Slowly but surely, I'm getting to an interesting place with the sculptural work for the mentorship program. Here is a quick "bouquet" I arranged from greenware & bisqued elements (some slip trailed, some hand built). This week I mixed a quick batch of paper clay, using old Laguna Frost casting slip and some paper slurry (water, toilet paper, immersion blender). I've never used paper clay before, but have watched other artists sculpt with it, and I knew it would enable me to build & join the porcelain with more ease. I was definitely able to work the paper clay more aggressively. I treated thin slabs of it like fabric and cut it with scissors to create petals.
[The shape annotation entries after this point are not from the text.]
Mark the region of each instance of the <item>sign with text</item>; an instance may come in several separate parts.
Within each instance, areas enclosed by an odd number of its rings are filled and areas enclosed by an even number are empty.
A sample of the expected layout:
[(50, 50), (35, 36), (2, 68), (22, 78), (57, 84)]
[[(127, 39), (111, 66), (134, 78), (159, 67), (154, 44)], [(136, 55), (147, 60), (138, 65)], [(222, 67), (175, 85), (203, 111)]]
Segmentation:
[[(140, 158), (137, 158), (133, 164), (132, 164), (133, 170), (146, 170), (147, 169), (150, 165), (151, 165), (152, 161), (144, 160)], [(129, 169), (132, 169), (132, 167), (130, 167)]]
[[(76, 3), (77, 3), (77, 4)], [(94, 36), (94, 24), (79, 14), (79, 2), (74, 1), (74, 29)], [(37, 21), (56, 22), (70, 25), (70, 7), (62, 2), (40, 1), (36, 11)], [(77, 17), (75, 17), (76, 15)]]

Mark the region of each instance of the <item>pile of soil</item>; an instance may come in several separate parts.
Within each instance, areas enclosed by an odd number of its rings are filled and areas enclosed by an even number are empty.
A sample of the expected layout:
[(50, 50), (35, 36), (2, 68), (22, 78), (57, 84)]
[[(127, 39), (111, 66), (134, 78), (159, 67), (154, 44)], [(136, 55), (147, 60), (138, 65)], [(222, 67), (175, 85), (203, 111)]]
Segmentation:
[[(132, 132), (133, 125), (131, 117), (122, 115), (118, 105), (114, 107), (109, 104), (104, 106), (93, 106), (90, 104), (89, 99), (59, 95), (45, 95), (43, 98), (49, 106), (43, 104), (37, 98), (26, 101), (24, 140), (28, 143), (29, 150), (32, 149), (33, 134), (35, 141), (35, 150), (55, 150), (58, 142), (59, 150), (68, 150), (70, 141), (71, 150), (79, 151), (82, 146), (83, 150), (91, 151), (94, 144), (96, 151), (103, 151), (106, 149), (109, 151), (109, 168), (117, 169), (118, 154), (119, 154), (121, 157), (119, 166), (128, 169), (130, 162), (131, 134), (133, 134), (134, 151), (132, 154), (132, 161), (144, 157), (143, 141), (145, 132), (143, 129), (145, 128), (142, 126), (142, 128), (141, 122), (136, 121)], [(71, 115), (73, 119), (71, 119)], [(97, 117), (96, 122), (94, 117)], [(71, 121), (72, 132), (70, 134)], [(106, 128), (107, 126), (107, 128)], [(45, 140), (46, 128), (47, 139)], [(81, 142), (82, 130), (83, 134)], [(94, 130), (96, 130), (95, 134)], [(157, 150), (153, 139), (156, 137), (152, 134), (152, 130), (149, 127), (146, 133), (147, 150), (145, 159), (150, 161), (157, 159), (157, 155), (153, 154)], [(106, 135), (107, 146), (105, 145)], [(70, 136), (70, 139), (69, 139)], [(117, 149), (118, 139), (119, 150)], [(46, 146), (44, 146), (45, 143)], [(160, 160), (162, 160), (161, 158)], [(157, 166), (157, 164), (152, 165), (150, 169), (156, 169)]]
These are just the first efforts -- blossoms and greenery roughly based off the memory of the plants in the floral nursery where my mom worked when I was young and where I was lucky to spend time every day (our house was right beside the nursery, so essentially I grew up in a flower bed...think 80s bedding plants -- lots of geraniums & petunias). 

 

My second experiment was to create a hybrid of the Laguna Frost casting slip & the paper clay mixture, so I could still draw quickly & gesturally with the bottle of slip, while taking advantage of the strength of the paper clay. This allowed me to make flat components that I could sketch out and then slip together later on & build into three dimensional forms (pods, layers of flower heads). The possibilities of this method are really exciting. I keep veering between wanting to work in a very free and intuitive way, yet all my drawings/concepts are more uptight. When I went back to my sketchbook I saw the words WILDNESS vs. RESTRAINT and yelled, "AHA!" That's my theme, 100%

 

Pictured above is a quick study of what the original elements (just Frost slip, no paper clay added) look like when presented on a bold, painted wall surface (gauche). I'd love to create a whole wall like this, with many porcelain elements integrated onto a wallpapered pattern. Again, wildness vs. restraint.  
Since I have resolved that 2015 is my year of creative & professional development (shouldn't they all be?), alongside the mentorship program, I'm starting an exciting new e-course tomorrow with Molly Hatch & Ben Carter: Think Big! A Branding Series for Ceramic Artists Happy New Year, everyone! What creative goals are you pushing for this year?